OCLC PICA was a library automation systems and services company which originated from a co-operation of the Pica Foundation (Stichting Pica) of the Netherlands and the non-profit library company OCLC Online Computer Library Center (OCLC) of the U.S. In 2007, OCLC acquired the shares of OCLC PICA it did not already hold to become the sole owner of OCLC PICA. By the end of 2007, OCLC PICA lost its separate identity and was integrated with OCLC under the OCLC brand.

The Pica Foundation was created in 1969 as an initiative of the Koninklijke Bibliotheek, the national library of the Netherlands, and several university libraries, in order to advance the Dutch Central Catalog (Nederlandse Centrale Catalogus). The acronym PICA stands for Project for Integrated Catalogue Automation.

In December 1997 Pica became part-owned by OCLC, and this was further consolidated in January 2002, at which time OCLC PICA also became responsible for all of OCLC's activities in Europe, the Middle East and Africa.
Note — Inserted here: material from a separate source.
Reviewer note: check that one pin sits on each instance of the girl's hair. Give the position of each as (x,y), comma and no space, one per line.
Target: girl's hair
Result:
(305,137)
At the time, OCLC held 60% of the shares in OCLC PICA, while the Pica foundation held 40%. In 2005 OCLC PICA acquired Sisis Information Systems of Germany and the Fretwell-Downing Informatics Group (developer of the VDX interlibrary loan software) of the UK. In 2007, OCLC acquired the remaining shares of OCLC PICA to become the sole shareholder of OCLC PICA.

OCLC PICA / OCLC EMEA employed over 200 people.

OCLC PICA software is used by the Netherlands union catalog, several German library consortia (including GBV, Hebis and SWB), the Australian national library, the French union catalog SUDOC and many other libraries. Sisis and Fretwell-Downing also have many notable customers in Germany, the UK and worldwide.